With the new ball ten overs away and Somerset’s three remaining pacemen having to do the work of four Tom Abell brought himself on from the Somerset Pavilion End. No sooner had I uttered the thought to the person I was talking to that Abell had brought himself on to get Somerset through to the new ball than he forced Bresnan right back on to his stumps. The ball speared in after him and the umpire’s finger went up. “He’s a bit sharp isn’t he,” I said to my colleague.

There was no suggestion in Abell’s bowling that he intended to permit an easing of the pressure. Indeed, his pace seemed up by a yard from his spell at the Oval last summer. Perhaps it surprised the Yorkshiremen for when he took Bresnan’s wicket Abell had bowled two overs without conceding a run. Somerset could do with a partnership breaker we concluded. Zander de Bruyn has never really been replaced in that regard my colleague suggested.

It was the beginning of the end, the storming counterattack from Brooks notwithstanding. He scored 21 off 16 balls including four boundaries and added 32 runs with Leaning before that brilliant catch by Groenwald. 191 for 8. The final two wickets added another 29 as the Yorkshire batsmen yielded nothing of their resistance. This was not a team that rolled over.

In the end another wicket to the surprising pace of Abell to a good low catch from Trescothick, who took four in this match, and a third wicket to the persistent Overton finally pushed Yorkshire’s arm flat down on the arm wrestling table. 202 all out and defeat by 118 runs in a low scoring match.

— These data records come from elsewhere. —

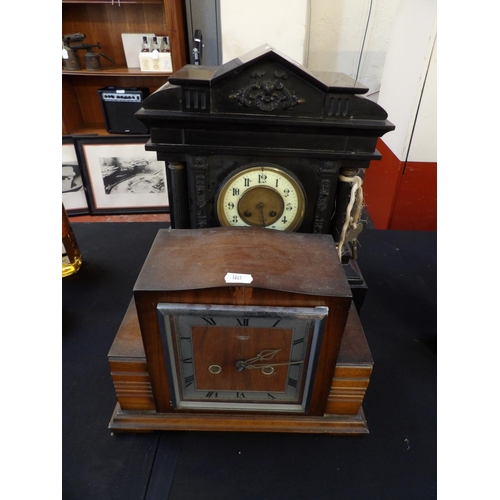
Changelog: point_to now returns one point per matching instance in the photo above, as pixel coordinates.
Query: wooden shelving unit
(104, 21)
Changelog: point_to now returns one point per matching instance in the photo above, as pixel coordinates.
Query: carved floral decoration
(267, 95)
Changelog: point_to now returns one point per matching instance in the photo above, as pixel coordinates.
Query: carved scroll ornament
(267, 95)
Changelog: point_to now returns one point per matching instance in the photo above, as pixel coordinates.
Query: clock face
(241, 357)
(263, 196)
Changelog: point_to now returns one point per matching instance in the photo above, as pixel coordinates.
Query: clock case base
(135, 410)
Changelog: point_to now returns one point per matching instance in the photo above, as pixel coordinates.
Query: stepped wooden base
(135, 410)
(149, 421)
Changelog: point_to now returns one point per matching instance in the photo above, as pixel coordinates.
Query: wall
(401, 190)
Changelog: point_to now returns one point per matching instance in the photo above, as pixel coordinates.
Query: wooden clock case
(288, 270)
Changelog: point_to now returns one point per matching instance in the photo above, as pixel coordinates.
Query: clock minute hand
(241, 364)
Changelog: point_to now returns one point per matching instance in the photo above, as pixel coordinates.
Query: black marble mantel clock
(262, 141)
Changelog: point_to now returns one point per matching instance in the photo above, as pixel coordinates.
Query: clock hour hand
(259, 361)
(241, 364)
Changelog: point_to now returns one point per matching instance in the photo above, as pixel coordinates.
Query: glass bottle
(145, 44)
(155, 45)
(165, 46)
(71, 256)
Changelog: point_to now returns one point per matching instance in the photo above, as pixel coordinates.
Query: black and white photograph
(122, 176)
(73, 192)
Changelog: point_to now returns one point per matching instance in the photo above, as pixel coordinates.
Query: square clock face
(246, 358)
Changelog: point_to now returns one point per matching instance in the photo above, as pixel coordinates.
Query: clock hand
(260, 206)
(256, 362)
(249, 367)
(241, 364)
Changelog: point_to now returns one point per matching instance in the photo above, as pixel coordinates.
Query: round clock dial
(262, 196)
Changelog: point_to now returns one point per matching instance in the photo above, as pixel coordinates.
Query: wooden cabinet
(104, 21)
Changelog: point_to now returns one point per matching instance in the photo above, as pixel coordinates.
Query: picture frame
(121, 176)
(74, 195)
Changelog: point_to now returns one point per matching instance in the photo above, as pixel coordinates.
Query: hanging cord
(354, 208)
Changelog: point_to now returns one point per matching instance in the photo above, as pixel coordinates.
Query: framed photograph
(73, 190)
(121, 176)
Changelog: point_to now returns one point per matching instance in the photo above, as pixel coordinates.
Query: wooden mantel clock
(262, 142)
(236, 328)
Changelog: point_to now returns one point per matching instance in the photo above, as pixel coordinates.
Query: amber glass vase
(71, 256)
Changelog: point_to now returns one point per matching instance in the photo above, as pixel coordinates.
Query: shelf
(103, 22)
(116, 72)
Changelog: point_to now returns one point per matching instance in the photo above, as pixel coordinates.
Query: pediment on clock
(264, 83)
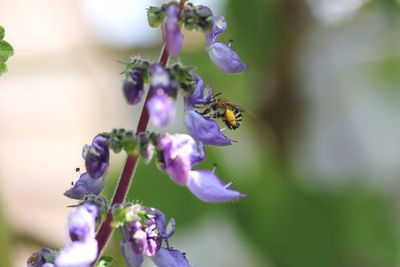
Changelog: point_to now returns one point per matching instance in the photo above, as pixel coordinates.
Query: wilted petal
(225, 58)
(179, 153)
(42, 258)
(209, 188)
(77, 254)
(198, 97)
(204, 129)
(170, 258)
(172, 33)
(161, 110)
(85, 185)
(82, 224)
(97, 157)
(132, 258)
(133, 87)
(166, 230)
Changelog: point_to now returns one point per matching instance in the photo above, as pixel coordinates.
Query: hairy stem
(106, 230)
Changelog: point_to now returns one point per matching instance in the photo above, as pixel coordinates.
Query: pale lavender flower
(143, 237)
(97, 157)
(82, 250)
(202, 129)
(172, 34)
(208, 187)
(85, 185)
(179, 152)
(42, 258)
(221, 54)
(161, 109)
(168, 257)
(134, 87)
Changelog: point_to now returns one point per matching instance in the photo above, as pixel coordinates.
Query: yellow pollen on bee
(230, 117)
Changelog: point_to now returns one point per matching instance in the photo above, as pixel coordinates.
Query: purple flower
(97, 156)
(161, 109)
(85, 185)
(144, 235)
(168, 257)
(163, 89)
(178, 154)
(208, 187)
(202, 129)
(82, 250)
(42, 258)
(221, 54)
(133, 87)
(172, 34)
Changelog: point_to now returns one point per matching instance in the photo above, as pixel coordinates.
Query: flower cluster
(81, 250)
(145, 231)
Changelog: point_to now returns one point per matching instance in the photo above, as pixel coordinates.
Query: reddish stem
(106, 230)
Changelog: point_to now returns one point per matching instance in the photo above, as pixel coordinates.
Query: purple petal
(225, 58)
(204, 130)
(198, 96)
(172, 33)
(85, 185)
(166, 230)
(131, 258)
(170, 258)
(133, 87)
(209, 188)
(97, 157)
(77, 254)
(219, 27)
(161, 110)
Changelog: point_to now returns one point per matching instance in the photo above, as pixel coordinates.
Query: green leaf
(104, 261)
(2, 33)
(6, 51)
(155, 16)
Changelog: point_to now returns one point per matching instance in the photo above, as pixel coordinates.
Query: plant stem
(106, 230)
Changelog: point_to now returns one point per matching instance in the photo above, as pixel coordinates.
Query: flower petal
(219, 27)
(225, 58)
(170, 258)
(204, 130)
(198, 97)
(209, 188)
(161, 109)
(77, 254)
(85, 185)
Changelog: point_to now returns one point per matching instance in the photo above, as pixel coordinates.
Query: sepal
(104, 261)
(156, 16)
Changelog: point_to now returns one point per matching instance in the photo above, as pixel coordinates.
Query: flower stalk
(106, 230)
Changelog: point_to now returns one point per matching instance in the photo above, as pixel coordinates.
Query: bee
(219, 107)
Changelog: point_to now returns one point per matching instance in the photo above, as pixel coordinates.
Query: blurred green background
(319, 162)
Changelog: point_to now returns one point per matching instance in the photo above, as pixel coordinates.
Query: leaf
(104, 261)
(6, 51)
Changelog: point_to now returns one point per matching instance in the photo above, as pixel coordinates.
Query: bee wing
(241, 109)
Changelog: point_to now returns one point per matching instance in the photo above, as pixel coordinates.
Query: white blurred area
(349, 76)
(62, 87)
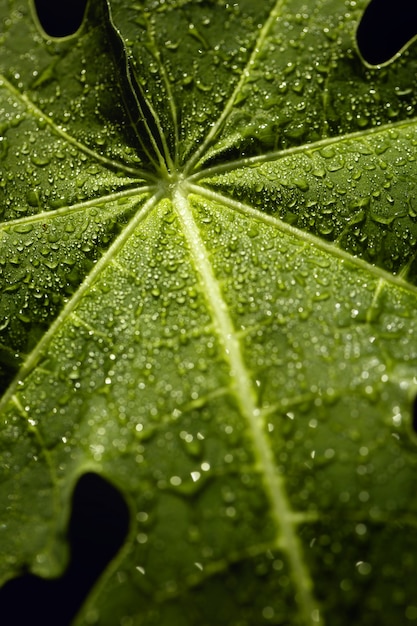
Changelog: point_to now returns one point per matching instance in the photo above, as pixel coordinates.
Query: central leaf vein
(245, 395)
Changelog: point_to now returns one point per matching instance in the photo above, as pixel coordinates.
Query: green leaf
(208, 297)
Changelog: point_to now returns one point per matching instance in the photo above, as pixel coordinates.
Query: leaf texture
(208, 297)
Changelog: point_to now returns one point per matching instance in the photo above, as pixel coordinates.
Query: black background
(100, 518)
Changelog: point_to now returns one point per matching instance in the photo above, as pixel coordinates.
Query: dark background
(100, 519)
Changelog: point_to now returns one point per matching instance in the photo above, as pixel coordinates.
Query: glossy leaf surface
(208, 297)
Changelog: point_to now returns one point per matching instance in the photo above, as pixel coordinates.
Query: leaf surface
(208, 297)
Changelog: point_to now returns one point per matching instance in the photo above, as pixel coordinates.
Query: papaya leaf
(208, 298)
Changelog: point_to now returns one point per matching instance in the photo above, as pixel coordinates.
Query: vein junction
(245, 394)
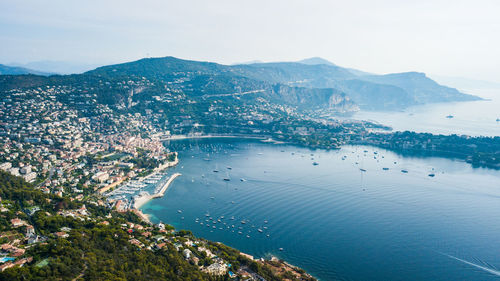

After the match against Essex at Chelmsford in 2017 I reflected that Somerset had been beaten as much in a test of wills as in a test of skills. In this match Somerset had more depth in the pace bowling department than Yorkshire. Yorkshire had to depend too much on Brooks and Coad in the battle with Somerset’s highly integrated four-pronged, perhaps as it turned out five-pronged, pace attack. Neither did Yorkshire have anyone to match Renshaw’s, perhaps unparalleled, April innings.

Even so Yorkshire fought with a powerful will. That it was eventually overcome perhaps had as much to do with Somerset’s immense determination in this match as their burgeoning skill. Perhaps that was reflected in the faces of the Yorkshire players as they emerged to shake the Somerset hands.

Of one thing I have no doubt. The skill of this Somerset team is, as they say, ‘breaking out all over’. Equally important, in my view, is the development of a powerful team spirit and a growing strength of purpose and will. It became apparent last year in that desperate fight against relegation. It will be crucial this year as the team face counties that can match them in skill. When that time comes whichever team has the stronger will and the greater sense of purpose will win.

Result: Somerset 216 (MT Renshaw 112, JA Brooks 5-57, BO Coad 3-67) and 200 (TB Abell 82, BO Coad 4-61, JA Brooks 3-44). Yorkshire 96 (TD Groenewald 3-12, L Gregory 3-30) and 202 (JA Leaning 68, C Overton 3-43). Somerset won by 118 runs. Somerset 20 points. Yorkshire 3 points.